"The word ‘faggot’ seems to come very naturally to Mr. Crawford.”

Week of November 23, 2005

Mad About the Blogger
Kudos for Kanye: So Byron Crawford wants us to believe that he's not homophobic because he allegedly voted against the Missouri gay marriage ban last year [Ben Westhoff, "The Mad Blogger," November 2]? I lost count of how many times he used the word "faggot" or "faggoty" as I read the article on him. Then he went on to talk about the gay dog that he saw "get head" from other male dogs. Huh? It sounds like he has devoted a lot of interest to homosexuality.

While Byron might have a loyal cult following, that doesn't mean that he is intelligent, insightful or even relevant. While I agree with him that many people say and do things under the influence of liquor that they normally wouldn't, why should we give him credit because he "brought it out in the open"? Wouldn't a better use of time and energy be to question why our society is racist and homophobic, rather than simply tossing out juvenile insults? I admire the hell out of Kanye West for one simple thing: He called out the hip-hop community for being gay bashers and encouraged them to put an end to it. What a concept: Don't hate people just because they are different. Sounds a lot like the early stages of civil rights, doesn't it?

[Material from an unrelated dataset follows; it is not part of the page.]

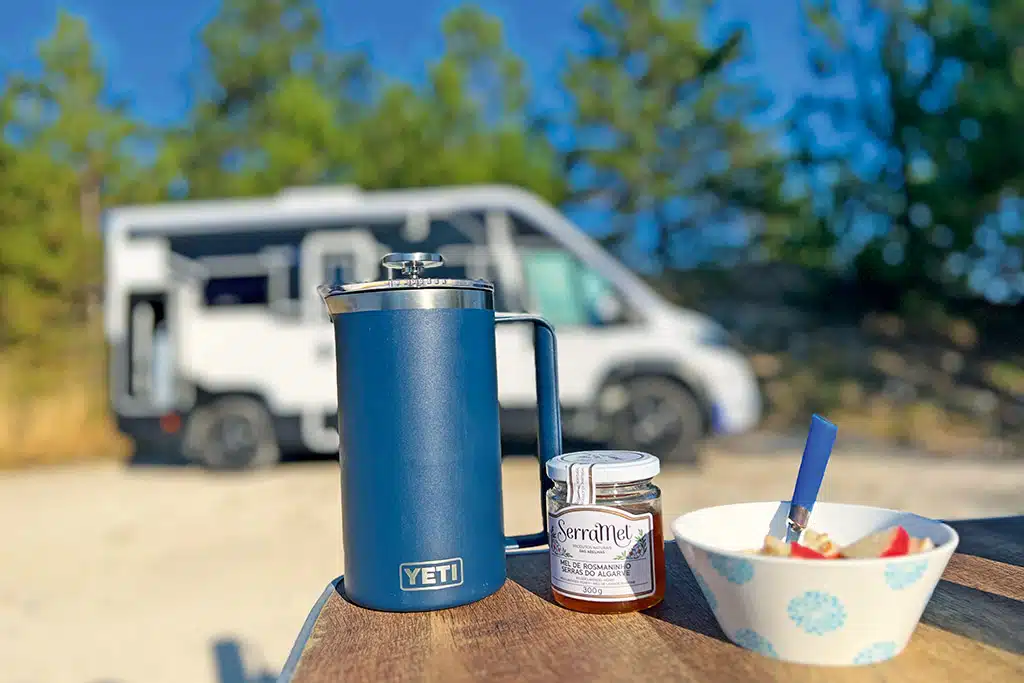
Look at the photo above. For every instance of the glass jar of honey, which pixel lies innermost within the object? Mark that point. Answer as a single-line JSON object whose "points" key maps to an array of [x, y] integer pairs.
{"points": [[604, 531]]}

Finally, can you imagine the utter hell that would be unleashed if a white person used the N-word during an interview, regardless of context? The word "faggot," however, seems to come very naturally to Mr. Crawford. Language precedes thought, and until such time that we learn to "think differently" about those who are different from us, this type of ignorance and harm will continue.
Donald C. Miller
Richmond Heights

Rappin' Nelly
This side of the bridge:It's unfortunate the East St. Louis native can't see beyond her surroundings and appreciate the good that happens on this side of the bridge [Letters, November 2]. Yes, Chad Garrison's October 26 B-Side item "A Day in the Life" was a hilarious satire. I L'[d]MFAO! But within the exaggeration on off-da-chain parties was youth organizations and community direction. Hip-hop will only go down the tubes if we let it. Just because the trendy radio station you may listen to, formerly the only hip-hop station in St. Louis (twice), doesn't play the songs Nelly has with a message doesn't mean other stations don't.

Change the dial sometime and you'll find "N Dey Say" and "Longest Yard" and other Nelly songs played right along with moving-ass and making-baby tracks. There is no fun in hard work without time to enjoy it.

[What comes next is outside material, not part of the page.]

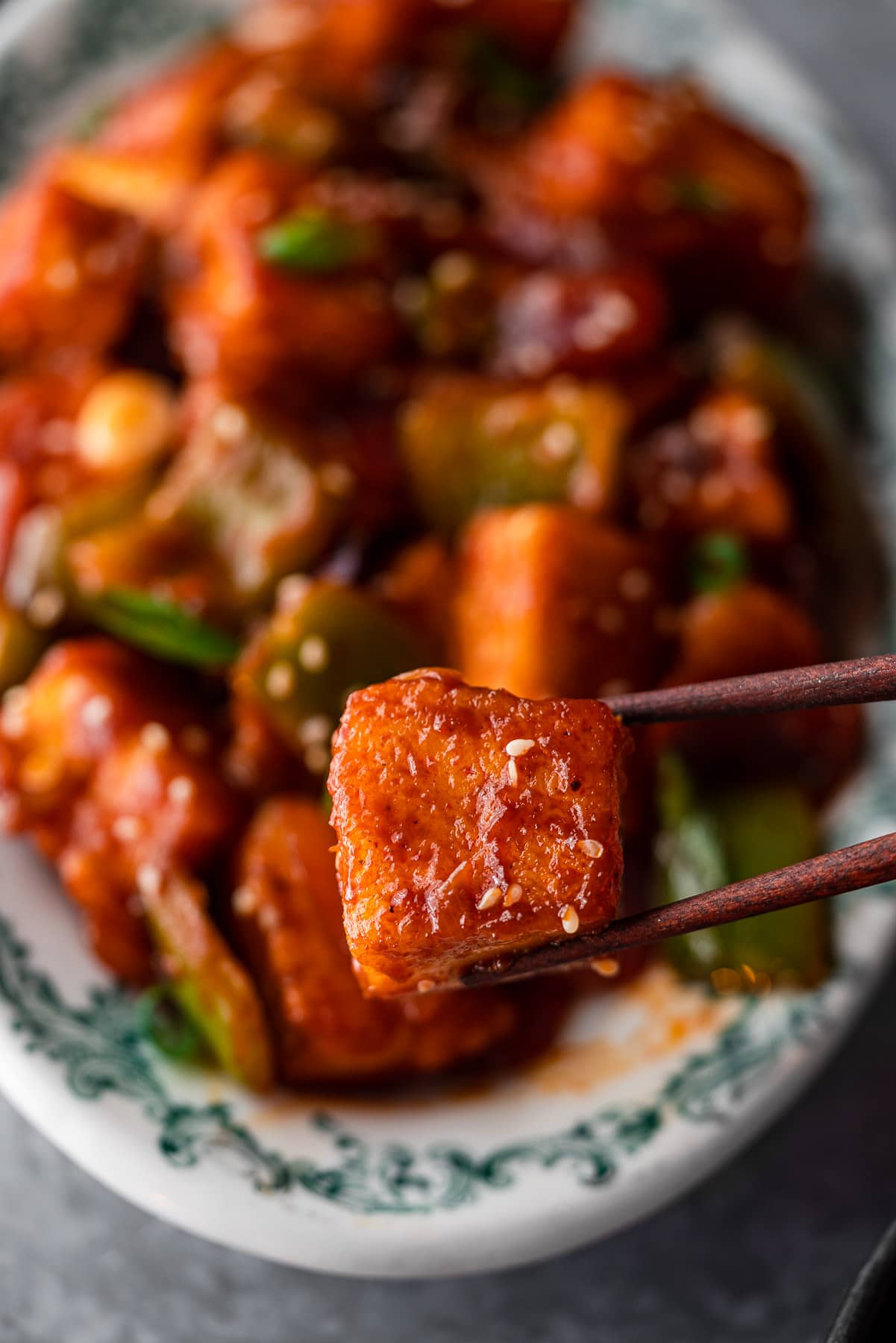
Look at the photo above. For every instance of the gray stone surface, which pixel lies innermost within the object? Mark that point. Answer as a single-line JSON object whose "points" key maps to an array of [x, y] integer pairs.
{"points": [[759, 1255]]}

Perhaps Ms. Ali only understands messages when there are videos for her to stare at.
Nicole Barnes

Overland

Boo!
Nobody knows the scary movies I've seen:I would like to compliment Chad Garrison on his excellent, informative feature ["The Exorcist Was Here," October 26].

I of course recognized the photo on the cover. I remember very well seeing The Exorcistwhen it first came out. I also remembered that I had read that the basis for the book and film was a true case that was at least partly based in St. Louis. Your research was very thorough and it was very well written. I am not sure if I would feel that comfortable living in that house, but I guess I could.

Actually, the scariest movie I have ever seen was Play Misty for Me, because it hit very close to home. I was in a situation like that, where I was followed and harassed, but it never got even close to physical danger or being attacked — but it still scares me.
Marshall Long
Maryland Heights

L. Ron Encore
Watch out for the ol' cult shift:I thought it was funny how Mary Adams, the spokeswoman for Applied Scholastics, seemed to think the St. Louis community's "introduction" to their organization was Kristen Hinman's article "L Is for L. Ron,"October 27]. I wasn't entirely sure what she meant by "organization," since there are two: Applied Scholastics and Scientology. If she meant Applied Scholastics, well, I first heard about it in the Post-Dispatch, which published an article on the new local educational arm of Scientology, the day Applied Scholastics opened. If she meant Scientology, well, then I wonder how she could ignore the leaflet distributors in the Loop passing out hundreds of fliers prompting you to take their "test." And at the Galleria there is a little stand — not to be confused with the kiosk that sells you cell phones or jewelry. You get to dabble with the e-meter machine right there. But certainly most people heard about Scientology before either of these local endeavors, due to their infomercials on TV.

I also find it rather odd that a state representative tells us that we cannot afford to "cast suspicion" on this wing of the Scientology organization. Well, why not? Take for instance how the Cult Awareness Network used to include Scientology at the top of their list of cults. Then one day they go bankrupt, only to be purchased by Steven L. Hayes, a Scientologist (according to the Washington Post). The "new" CAN seems to no longer view Scientology as a cult. Even further, in what seems like a 180-degree turnaround, the site now offers eight links to "pro"-Scientology sites. That sounds a little suspicious. And you want us to turn a blind eye when it comes to our children?